The older big companies that used to dominate the aerospace industry would never have permitted such tricks. The excuses will all sound familiar: “Too risky! It doesn’t follow our standard procedures! What if it doesn’t work?!” Moreover, as they generally worked on cost-plus contracts, saving money or time went against company policy. Taking longer and costing more were both features, not bugs.
Freefall instead needed to get the job done on time and at an affordable price, and went ahead anyway. The result is a success that will not only benefit Freefall, but its customers.
As more freedom and competition is brought back into the aerospace industry, such things will become more and more common. For the new companies like Freefall, it will be par for the course. For the older, traditional big space companies, the challenge will be to change, or die. Some of these larger companies, such as Lockheed Martin, seem to be seeking out ways to make this change. Others, like Boeing, seem mired in the old ways of doing business, and thus might simply not survive this new competition.

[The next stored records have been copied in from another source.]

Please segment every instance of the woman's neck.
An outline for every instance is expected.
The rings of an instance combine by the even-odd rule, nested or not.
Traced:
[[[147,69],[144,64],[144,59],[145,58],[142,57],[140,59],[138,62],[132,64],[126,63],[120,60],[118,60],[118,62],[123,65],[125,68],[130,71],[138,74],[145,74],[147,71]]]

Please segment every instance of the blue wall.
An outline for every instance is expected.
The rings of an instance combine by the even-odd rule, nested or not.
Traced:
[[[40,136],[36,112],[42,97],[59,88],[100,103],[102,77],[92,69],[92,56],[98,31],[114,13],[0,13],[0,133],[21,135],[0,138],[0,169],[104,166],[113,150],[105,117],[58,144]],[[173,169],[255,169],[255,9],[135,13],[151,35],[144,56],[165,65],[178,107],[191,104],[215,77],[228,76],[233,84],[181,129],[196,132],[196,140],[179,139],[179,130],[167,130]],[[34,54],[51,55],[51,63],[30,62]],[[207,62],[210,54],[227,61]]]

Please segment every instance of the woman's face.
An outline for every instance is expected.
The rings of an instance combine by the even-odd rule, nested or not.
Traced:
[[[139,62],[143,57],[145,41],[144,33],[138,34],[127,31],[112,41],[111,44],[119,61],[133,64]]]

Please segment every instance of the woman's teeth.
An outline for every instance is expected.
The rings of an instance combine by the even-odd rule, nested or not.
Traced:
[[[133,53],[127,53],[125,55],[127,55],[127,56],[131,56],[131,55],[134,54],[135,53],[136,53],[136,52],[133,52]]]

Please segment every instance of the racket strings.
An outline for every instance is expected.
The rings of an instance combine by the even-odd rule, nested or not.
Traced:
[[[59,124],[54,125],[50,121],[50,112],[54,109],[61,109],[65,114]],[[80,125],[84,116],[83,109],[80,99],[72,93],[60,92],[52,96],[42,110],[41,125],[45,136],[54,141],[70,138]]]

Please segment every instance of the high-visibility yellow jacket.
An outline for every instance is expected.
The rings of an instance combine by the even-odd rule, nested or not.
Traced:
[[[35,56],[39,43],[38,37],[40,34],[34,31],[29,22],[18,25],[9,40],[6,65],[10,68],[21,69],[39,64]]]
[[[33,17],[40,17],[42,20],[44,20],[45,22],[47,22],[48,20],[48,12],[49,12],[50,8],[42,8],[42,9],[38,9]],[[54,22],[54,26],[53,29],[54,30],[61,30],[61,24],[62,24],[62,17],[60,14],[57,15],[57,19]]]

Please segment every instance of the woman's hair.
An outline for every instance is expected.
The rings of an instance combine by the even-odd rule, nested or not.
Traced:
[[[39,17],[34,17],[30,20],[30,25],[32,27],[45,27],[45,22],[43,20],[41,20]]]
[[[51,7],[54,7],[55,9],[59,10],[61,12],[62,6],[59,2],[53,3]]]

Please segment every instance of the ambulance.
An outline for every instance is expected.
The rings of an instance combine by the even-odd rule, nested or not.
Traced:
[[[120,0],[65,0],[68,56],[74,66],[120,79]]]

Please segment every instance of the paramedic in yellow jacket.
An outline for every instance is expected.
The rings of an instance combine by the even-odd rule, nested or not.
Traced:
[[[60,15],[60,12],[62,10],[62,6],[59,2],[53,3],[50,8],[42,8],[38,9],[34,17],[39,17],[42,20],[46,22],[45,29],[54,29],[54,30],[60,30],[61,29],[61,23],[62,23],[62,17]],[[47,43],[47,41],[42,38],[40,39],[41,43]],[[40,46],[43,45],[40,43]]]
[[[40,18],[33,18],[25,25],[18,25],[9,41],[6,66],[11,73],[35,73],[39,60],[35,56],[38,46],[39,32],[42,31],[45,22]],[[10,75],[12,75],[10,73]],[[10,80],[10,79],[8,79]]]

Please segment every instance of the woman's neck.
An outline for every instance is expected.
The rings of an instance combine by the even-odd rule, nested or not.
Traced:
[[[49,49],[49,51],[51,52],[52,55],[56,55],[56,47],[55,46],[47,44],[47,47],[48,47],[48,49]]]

Regardless, the future indeed does look bright for the exploration of space. Freedom and capitalism is finally being allowed to make it affordable.
And for Freefall, the big test for its future will take place early next year, when CatSat reaches orbit and the company’s engineers order it to deploy the antenna. If that antenna works as promised, the company will then be poised to become a major player in the future of space communications.